そうですね。ただ、大事なのは自分の名前より、楽曲が有名になることなんです。たまに海外の人から曲の感想が送られてくるんですけど、そうやって曲が独り歩きしてくれるのが幸せなので。バンドをやるうえで、いちばん大切なのは“楽曲様”。僕もそうですけど、メンバー全員が楽曲の下僕だと思ってるし、自分のエゴではなくて、全員が「楽曲を良くするためにどうしたらいいか?」を優先していけば、意見のぶつかり合いも意味があるんですよね。僕自身リーダーとしての器ではないですし、「黙って俺について来い」というタイプでもないので、僕らの教祖は“楽曲様”です(笑)。11人の大所帯なのでたまにはモメることもありますけど、「俺が取っておいたウニをあいつが食べた」みたいなくだらない話ばかりですね、ええ。
――(笑)。
■否定にも肯定にも敏感でいたい
――ファンの好みを意識することは?
お客さんの意見はいつも賛否両論で、リリースのたびに「最高」と「最悪」が同時に聞こえてくるんですよ。
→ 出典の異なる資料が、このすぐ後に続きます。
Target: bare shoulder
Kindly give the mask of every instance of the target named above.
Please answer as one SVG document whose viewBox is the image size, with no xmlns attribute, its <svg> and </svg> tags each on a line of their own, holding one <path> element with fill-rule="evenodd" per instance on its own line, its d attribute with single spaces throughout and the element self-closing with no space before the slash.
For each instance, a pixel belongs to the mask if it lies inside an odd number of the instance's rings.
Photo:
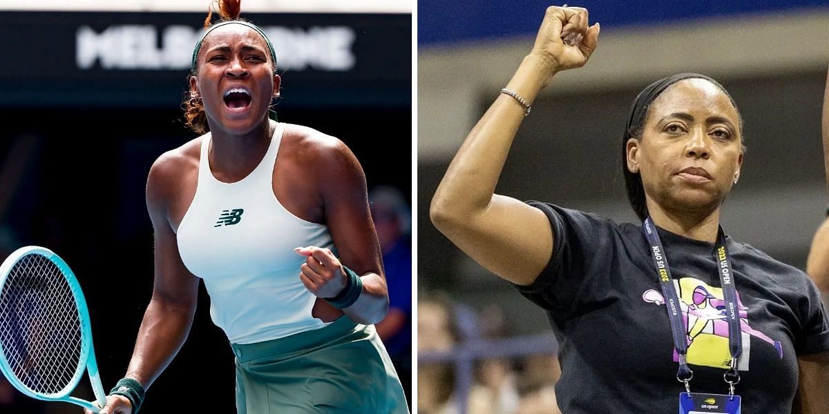
<svg viewBox="0 0 829 414">
<path fill-rule="evenodd" d="M 356 161 L 345 142 L 312 128 L 287 123 L 283 142 L 298 161 L 303 162 L 348 165 Z"/>
<path fill-rule="evenodd" d="M 205 137 L 206 135 L 188 141 L 156 159 L 147 177 L 148 203 L 163 204 L 179 192 L 182 185 L 187 182 L 187 177 L 194 174 L 197 177 L 201 141 Z"/>
</svg>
リクエストを取っても票が割れちゃうので、気にしてもキリがないんですよね。ただ、良くない評価を知ることも必要だと思ってるんです。肯定的な意見ばかりでも不安になっちゃうし、いろんなことに敏感でいたいというか。人の意見もそうだし、季節の移り変わり、温度、湿度、匂いを感じることで、それが楽曲に変換されるので。
――なるほど。ショーアップされたライブもCKBの魅力。「イイネ!」のポーズでテレビ台の上に乗ってグルグル回るなど、お決まりの演出もありますね。
決まったことをやるのが好きなんですよね。「オレたちひょうきん族」よりも「8時だョ!全員集合」のほうが自分好みだったので(笑)、お約束があるからこそ、ハプニングが盛り上がる。ジェームス・ブラウンのマントショー、チャック・ベリーのダック・ウォークもそうですけど、何回も繰り返すことでお客さんの「観たい」という気持ちが高まるし、興奮も増すので。その代わり、セットリストは毎回かなり違いますし、リアレンジすることもあります。「タイガー&ドラゴン」は必ずやりますけどね。以前、カッコつけて「やりたくない」なんて言ったこともあるんですけど、やっぱり大切な1曲なんですよね(笑)。
――ステージ衣装は基本、全員お揃いのスーツ。ダンディですよね。
Suchmosみたいに普段着でもカッコよければそれがいいんですけど、ウチはそうじゃないので(笑)。メンバーのキャラもデコボコなので、着るものをある程度、統一させたほうが、逆にメンバーの個性が際立つんじゃないかなと。本当の個性ってそういうもんかなとも思います。